Although AVP has grown into a class of students today whose films annually are accepted into prestigious international festivals like South by Southwest, the beginning was slow and humble, Doyle said.

“It was me and a dozen seventh graders,” said Doyle. “No classroom, no materials… and then some of those kids continued on into high school, and we’d just meet before and after school making films.”

AVP quickly grew, and with that growth came success.

“I had one kid, who wanted to apply to film school, so we just looked up film school stuff in the library,” said Doyle. “And out of NYU, UCLA, and USC, we said, let’s try USC – and at the time, USC only took 40 people, twenty boys and twenty girls – and she got one of those spots.”

Today, AVP is a class of close to sixty students, with a history of 51 films accepted into South by Southwest. A high bar has been set.

 

“Go team”

In the latest South by Southwest scramble, Greenhill’s AVP program also had two other films accepted: “Chill” by junior Kati Gibson and “Niyayesh” by senior Elli Dassopoulos.

Gibson’s film took a little over a month and a half to make and includes scenes that are hard for the average high school student to shoot, like airplane wheels seemingly touching down.

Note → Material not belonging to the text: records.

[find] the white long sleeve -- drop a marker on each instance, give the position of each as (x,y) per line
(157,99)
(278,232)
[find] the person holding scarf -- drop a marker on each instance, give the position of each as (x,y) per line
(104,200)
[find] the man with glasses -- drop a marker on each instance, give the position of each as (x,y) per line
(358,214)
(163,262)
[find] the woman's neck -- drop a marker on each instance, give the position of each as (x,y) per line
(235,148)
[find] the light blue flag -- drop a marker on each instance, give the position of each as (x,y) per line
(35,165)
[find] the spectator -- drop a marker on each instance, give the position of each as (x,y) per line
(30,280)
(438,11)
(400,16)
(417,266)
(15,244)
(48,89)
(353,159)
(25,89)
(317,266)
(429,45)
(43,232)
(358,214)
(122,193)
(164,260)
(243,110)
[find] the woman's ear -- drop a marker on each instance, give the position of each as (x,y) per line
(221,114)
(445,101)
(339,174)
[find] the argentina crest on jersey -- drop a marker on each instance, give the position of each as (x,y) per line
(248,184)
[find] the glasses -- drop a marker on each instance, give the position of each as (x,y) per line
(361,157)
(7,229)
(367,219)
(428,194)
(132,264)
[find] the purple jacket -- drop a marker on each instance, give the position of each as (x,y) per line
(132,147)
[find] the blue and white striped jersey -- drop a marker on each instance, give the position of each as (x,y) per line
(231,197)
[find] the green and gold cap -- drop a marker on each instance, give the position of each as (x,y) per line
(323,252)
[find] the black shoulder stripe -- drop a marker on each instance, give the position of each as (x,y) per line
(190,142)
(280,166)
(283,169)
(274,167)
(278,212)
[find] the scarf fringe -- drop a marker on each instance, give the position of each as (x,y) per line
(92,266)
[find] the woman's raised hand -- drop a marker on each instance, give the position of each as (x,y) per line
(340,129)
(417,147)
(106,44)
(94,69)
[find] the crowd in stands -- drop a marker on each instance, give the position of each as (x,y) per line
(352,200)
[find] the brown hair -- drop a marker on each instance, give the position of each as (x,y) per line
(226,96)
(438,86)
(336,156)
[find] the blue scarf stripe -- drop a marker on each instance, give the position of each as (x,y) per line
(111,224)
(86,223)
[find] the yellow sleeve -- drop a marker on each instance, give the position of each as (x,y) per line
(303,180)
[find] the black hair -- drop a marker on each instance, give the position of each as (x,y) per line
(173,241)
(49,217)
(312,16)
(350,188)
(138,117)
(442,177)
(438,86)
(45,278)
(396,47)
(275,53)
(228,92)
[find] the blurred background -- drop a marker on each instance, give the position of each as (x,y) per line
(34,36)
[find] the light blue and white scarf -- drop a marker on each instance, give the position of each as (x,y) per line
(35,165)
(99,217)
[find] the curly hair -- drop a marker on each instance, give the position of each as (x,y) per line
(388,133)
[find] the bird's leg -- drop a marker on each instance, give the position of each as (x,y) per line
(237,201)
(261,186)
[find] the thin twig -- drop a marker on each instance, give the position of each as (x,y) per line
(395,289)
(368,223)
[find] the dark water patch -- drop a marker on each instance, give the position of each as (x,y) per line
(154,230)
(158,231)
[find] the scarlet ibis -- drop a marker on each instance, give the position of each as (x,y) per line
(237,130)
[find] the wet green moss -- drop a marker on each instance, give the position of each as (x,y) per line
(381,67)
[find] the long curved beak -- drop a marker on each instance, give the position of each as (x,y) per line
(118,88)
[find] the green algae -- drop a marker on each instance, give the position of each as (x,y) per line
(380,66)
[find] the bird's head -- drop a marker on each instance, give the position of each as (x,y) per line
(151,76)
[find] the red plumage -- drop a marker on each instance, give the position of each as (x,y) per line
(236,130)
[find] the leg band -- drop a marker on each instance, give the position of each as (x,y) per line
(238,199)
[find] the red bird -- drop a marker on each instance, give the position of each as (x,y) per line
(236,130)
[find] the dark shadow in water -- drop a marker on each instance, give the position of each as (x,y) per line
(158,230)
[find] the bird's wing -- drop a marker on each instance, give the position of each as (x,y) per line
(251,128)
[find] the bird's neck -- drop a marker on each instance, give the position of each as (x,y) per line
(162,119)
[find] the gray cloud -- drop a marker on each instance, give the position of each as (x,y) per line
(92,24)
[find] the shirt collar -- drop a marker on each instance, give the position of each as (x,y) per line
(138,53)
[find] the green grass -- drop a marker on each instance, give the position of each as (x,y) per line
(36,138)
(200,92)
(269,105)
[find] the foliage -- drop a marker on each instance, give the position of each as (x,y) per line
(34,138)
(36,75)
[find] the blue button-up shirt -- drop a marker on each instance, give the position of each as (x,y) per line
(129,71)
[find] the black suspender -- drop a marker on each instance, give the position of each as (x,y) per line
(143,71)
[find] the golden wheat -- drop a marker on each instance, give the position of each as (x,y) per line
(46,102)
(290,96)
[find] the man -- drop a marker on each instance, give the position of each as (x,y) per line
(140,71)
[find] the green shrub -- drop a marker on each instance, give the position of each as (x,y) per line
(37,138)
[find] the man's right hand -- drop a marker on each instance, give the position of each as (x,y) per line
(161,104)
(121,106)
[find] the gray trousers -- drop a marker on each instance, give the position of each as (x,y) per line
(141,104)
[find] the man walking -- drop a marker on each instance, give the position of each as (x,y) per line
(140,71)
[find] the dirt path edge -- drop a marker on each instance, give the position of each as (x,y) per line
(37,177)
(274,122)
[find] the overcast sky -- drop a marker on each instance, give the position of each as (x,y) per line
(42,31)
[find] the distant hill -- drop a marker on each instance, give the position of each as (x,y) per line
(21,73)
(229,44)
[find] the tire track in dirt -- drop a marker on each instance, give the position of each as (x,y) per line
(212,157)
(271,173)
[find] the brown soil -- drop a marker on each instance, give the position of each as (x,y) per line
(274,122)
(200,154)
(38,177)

“The plane never came off the ground throughout the whole filming process,” Gibson said.  “It was attached to a small moving cart and the only scene we ‘moved’ it in, the cart just pulled the plane a few inches”

Gibson’s film was accepted into Uptown Women’s Film Festival of New York, BAM! Festival, Central Film Festival and the YoungFilmmakers Festival, as well as South by Southwest.

“When I got the notification, I actually thought it was fake,” Gibson said. “But when I read closer, I was in shock.”

“Niyayesh” took less than a day to film and about a week to edit, according to Dassopoulos.

Although filmmaking is a notoriously expensive art, Dassopoulos’s film budget was incredibly small.

“The total amount of money was literally $3 to buy the pomegranate,” Dassopoulos said. “The camera was a Panasonic flip camera.”

For Doyle, the AVP dream has come full circle. His program is flourishing, and a growing list of his students are pursuing their filmmaking dreams.  Many, like Hashimoto, carry with them Doyle’s vision and passion.

Late this summer, Hashimoto will carry his Greenhill AVP experience to the University of Southern California. There, he will pursue his ambition of becoming a world-renowned filmmaker.

“There’s a phrase AVP-ers use,” said Hashimoto, recalling the beloved Doyle motto that has become a part of every student’s vernacular.  “Go team.”